Semi-supervised deep learning based on label propagation in a 2D embedded space
This addresses the labor-intensive need for large labeled datasets in image classification, offering a practical solution for domains with scarce labeled data, though it is incremental as it builds on existing semi-supervised and embedding techniques.
The paper tackles the problem of training deep neural networks with limited labeled data by proposing a semi-supervised loop that uses t-SNE and Optimum-Path Forest for label propagation in a 2D embedded space, resulting in significant classification improvements on test data using only 1% to 5% of supervised samples across five datasets.

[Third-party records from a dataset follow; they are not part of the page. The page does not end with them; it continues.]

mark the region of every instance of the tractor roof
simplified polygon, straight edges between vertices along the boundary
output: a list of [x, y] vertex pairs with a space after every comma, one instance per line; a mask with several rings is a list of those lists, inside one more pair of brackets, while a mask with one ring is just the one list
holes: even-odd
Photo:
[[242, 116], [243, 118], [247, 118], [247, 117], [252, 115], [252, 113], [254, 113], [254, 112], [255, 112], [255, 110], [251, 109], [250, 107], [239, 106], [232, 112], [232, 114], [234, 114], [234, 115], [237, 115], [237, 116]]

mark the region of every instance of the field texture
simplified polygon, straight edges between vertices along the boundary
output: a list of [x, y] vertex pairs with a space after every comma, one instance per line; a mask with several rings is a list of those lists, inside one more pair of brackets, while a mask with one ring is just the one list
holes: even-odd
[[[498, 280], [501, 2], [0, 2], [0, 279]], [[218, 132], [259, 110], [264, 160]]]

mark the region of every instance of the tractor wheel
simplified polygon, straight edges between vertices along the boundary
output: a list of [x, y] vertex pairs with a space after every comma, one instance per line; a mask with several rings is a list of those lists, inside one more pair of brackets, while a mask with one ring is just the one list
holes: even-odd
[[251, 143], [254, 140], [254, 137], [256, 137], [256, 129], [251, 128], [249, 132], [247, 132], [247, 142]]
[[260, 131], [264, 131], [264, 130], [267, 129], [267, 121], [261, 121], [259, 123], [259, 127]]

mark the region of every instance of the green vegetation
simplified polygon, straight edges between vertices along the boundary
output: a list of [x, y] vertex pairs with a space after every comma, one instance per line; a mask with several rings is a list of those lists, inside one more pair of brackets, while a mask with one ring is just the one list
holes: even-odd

While convolutional neural networks need large labeled sets for training images, expert human supervision of such datasets can be very laborious. Proposed solutions propagate labels from a small set of supervised images to a large set of unsupervised ones to obtain sufficient truly-and-artificially labeled samples to train a deep neural network model. Yet, such solutions need many supervised images for validation. We present a loop in which a deep neural network (VGG-16) is trained from a set with more correctly labeled samples along iterations, created by using t-SNE to project the features of its last max-pooling layer into a 2D embedded space in which labels are propagated using the Optimum-Path Forest semi-supervised classifier. As the labeled set improves along iterations, it improves the features of the neural network. We show that this can significantly improve classification results on test data (using only 1\% to 5\% of supervised samples) of three private challenging datasets and two public ones.